What Facebook ad creative works best for remodelers?
Before-and-after photos and short video walkthroughs consistently outperform stock imagery. Add a homeowner testimonial, a clear headline such as 'See Your New Bathroom,' and one call to action. Lead form ads reduce friction, but website conversion ads often produce higher-quality leads if the landing page matches the ad.
How much should a remodeler budget for Facebook ads?
Start with $1,500–$3,000 per month for a 90-day test. That budget is usually enough to exit the learning phase, test 3–5 creatives, and gather cost-per-lead data. Scale only after you can prove a cost per booked job that fits your margins.
Should a remodeler run Facebook ads or Google Ads?
Run Google Ads when you need high-intent leads now and have the budget for higher cost per click. Use Facebook ads to build awareness, retarget website visitors, and generate leads at a lower cost per lead. Most successful remodelers run both, with Google carrying the high-intent load and Facebook filling the pipeline.
How do you target the right homeowners on Facebook?
Start with a 10–15 mile radius around your showroom or service area, homeowners aged 35–65, and income in the top 50% of your market. Layer in interests such as home improvement, Houzz, HGTV, and real estate. Build lookalike audiences from past customers once you have 100+ conversions.
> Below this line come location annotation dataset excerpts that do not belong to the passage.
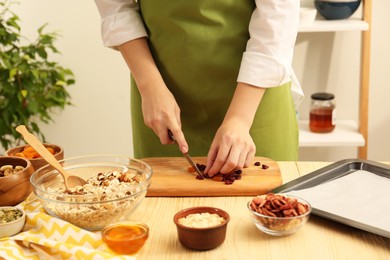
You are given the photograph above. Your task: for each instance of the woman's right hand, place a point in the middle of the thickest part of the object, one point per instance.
(159, 107)
(161, 112)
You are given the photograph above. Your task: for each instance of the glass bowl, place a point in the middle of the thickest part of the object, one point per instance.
(277, 223)
(116, 187)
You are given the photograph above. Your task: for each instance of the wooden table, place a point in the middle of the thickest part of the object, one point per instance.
(318, 239)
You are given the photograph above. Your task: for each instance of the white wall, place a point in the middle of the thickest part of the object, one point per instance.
(99, 121)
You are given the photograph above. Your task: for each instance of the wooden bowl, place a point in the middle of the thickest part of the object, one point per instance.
(38, 162)
(16, 187)
(201, 238)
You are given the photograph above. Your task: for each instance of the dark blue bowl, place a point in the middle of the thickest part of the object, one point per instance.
(336, 10)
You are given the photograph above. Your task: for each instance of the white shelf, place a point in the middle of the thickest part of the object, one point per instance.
(345, 134)
(322, 25)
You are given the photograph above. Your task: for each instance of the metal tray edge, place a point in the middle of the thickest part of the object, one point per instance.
(330, 172)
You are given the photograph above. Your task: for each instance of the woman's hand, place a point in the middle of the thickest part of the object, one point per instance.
(159, 107)
(233, 147)
(161, 112)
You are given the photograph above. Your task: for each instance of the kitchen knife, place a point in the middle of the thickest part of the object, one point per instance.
(187, 156)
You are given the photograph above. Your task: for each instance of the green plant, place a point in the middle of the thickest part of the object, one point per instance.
(31, 86)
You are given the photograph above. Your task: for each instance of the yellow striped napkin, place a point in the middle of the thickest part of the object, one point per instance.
(46, 237)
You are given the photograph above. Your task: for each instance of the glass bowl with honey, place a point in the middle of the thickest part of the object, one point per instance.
(125, 238)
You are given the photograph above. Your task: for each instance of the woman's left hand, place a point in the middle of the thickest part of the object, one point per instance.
(232, 148)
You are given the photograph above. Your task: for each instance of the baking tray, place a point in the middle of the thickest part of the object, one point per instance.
(334, 171)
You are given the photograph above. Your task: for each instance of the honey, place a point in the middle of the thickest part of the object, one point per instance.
(322, 113)
(125, 238)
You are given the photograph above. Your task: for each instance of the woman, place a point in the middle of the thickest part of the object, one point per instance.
(216, 73)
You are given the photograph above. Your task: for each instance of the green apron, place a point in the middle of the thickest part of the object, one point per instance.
(198, 47)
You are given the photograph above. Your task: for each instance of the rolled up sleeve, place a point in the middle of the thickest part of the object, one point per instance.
(268, 57)
(120, 22)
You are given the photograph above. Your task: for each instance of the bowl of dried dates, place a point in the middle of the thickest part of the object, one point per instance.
(279, 214)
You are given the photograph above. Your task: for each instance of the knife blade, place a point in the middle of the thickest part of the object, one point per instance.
(187, 156)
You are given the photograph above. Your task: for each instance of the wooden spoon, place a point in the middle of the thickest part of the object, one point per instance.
(69, 180)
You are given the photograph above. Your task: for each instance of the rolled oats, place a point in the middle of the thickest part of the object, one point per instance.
(103, 198)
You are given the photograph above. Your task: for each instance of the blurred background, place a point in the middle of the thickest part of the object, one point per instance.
(99, 120)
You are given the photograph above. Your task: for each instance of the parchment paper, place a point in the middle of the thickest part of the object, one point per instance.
(361, 196)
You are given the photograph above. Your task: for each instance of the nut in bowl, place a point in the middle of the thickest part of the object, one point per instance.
(27, 152)
(12, 220)
(201, 228)
(279, 214)
(15, 173)
(115, 186)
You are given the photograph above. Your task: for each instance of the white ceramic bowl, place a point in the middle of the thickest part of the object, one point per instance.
(14, 227)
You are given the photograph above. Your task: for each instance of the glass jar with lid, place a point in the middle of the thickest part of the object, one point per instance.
(322, 113)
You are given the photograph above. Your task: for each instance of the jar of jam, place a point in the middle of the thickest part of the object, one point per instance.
(322, 113)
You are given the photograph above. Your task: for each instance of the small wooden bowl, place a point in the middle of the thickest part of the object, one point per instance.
(16, 187)
(204, 238)
(38, 162)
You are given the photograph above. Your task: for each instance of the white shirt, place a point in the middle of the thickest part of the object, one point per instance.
(267, 61)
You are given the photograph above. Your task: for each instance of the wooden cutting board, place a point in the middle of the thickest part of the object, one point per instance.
(171, 178)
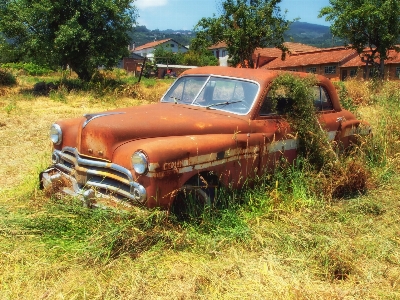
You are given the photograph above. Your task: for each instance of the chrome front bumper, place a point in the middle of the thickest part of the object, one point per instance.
(91, 180)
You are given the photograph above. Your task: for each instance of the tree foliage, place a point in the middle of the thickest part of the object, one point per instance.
(366, 23)
(82, 34)
(244, 26)
(201, 57)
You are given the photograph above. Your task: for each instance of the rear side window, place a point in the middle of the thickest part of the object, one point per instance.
(284, 104)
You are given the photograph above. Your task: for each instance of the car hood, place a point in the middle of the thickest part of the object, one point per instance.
(102, 133)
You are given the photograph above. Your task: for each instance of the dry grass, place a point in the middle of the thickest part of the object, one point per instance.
(341, 250)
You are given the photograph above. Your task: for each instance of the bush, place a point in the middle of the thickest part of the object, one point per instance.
(28, 68)
(6, 78)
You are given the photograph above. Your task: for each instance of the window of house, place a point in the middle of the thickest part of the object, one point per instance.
(322, 100)
(398, 72)
(373, 72)
(353, 72)
(330, 70)
(311, 70)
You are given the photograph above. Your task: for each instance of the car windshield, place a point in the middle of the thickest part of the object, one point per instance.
(221, 93)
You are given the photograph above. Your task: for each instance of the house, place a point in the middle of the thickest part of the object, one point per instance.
(356, 67)
(133, 63)
(147, 50)
(220, 52)
(261, 56)
(171, 70)
(327, 62)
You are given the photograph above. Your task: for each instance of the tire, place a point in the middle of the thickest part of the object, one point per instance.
(193, 200)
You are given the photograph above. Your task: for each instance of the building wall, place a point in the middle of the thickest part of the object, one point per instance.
(318, 69)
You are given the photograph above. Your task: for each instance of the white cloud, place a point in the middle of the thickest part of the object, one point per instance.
(143, 4)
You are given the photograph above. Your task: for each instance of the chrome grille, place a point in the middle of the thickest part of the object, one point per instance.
(106, 177)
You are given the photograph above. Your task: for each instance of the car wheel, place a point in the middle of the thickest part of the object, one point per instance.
(195, 197)
(190, 203)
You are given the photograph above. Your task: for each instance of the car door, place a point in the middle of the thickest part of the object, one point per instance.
(278, 141)
(329, 119)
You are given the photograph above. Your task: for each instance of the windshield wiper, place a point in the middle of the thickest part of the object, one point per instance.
(175, 99)
(223, 103)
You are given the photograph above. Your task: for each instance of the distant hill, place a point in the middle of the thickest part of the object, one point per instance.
(299, 32)
(312, 34)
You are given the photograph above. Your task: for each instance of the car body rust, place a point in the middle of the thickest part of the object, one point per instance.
(145, 155)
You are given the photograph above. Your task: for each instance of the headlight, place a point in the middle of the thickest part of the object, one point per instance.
(139, 162)
(56, 134)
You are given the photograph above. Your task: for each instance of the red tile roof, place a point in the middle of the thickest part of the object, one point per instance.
(218, 46)
(150, 45)
(393, 58)
(322, 56)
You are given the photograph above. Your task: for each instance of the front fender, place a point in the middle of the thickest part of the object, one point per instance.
(174, 160)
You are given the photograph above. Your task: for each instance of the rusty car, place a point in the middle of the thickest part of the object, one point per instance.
(213, 127)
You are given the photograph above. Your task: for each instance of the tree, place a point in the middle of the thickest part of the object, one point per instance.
(81, 34)
(366, 23)
(244, 26)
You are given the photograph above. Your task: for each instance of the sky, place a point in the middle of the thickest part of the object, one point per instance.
(184, 14)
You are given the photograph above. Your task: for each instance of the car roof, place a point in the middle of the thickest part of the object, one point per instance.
(262, 76)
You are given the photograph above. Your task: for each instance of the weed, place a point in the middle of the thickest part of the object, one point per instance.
(6, 78)
(10, 107)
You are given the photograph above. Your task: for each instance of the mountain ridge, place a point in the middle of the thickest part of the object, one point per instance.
(299, 32)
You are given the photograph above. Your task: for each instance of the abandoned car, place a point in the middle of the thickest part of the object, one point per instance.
(213, 126)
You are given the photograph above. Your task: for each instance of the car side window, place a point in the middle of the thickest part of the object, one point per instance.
(282, 105)
(322, 101)
(185, 89)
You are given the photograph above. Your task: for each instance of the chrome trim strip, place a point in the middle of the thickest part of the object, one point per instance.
(90, 117)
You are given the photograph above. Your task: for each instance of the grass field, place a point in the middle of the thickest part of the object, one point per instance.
(277, 245)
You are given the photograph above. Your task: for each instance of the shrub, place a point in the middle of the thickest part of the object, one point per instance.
(6, 78)
(28, 68)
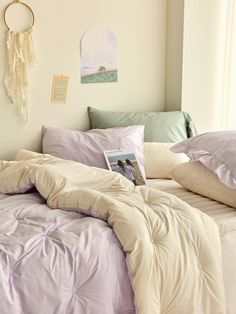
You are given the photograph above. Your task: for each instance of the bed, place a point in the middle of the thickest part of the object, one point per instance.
(225, 217)
(82, 239)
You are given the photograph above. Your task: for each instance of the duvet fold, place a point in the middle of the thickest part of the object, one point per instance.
(173, 251)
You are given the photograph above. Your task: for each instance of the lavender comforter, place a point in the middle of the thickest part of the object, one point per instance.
(54, 261)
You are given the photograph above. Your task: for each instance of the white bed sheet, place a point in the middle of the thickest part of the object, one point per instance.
(225, 217)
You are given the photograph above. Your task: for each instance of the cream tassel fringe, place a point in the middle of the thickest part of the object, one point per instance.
(20, 55)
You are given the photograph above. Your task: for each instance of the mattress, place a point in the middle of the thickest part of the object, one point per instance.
(225, 218)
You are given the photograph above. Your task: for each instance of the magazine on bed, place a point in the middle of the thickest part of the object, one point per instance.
(125, 163)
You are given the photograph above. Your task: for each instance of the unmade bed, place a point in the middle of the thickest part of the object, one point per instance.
(225, 217)
(167, 252)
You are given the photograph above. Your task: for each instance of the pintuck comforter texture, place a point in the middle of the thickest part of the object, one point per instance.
(172, 250)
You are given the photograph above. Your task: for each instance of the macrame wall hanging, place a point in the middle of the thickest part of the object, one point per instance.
(19, 56)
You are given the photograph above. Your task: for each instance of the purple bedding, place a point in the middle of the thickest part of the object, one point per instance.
(54, 261)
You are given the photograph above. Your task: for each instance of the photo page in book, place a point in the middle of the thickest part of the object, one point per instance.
(126, 164)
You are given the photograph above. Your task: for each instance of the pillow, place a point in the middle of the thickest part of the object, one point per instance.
(215, 150)
(87, 147)
(165, 127)
(199, 179)
(159, 160)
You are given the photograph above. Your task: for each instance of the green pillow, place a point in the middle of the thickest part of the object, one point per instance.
(164, 127)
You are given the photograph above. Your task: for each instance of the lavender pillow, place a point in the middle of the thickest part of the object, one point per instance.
(87, 147)
(216, 151)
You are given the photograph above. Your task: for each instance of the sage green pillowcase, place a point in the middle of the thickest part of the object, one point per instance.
(164, 127)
How long does it take for Facebook ads to generate remodeling leads?
A properly structured campaign can produce leads in the first week, but expect 30–60 days to reach stable cost per lead. The first two weeks are learning phase; by day 60 you should know whether Facebook ads can hit your target cost per booked job.
What is the biggest mistake remodelers make with Facebook ads?
Sending traffic to a generic homepage instead of a dedicated landing page. A high-converting landing page repeats the ad's promise, shows 3–5 project photos, includes a short form, and displays a phone number. Without this, even great creative wastes budget.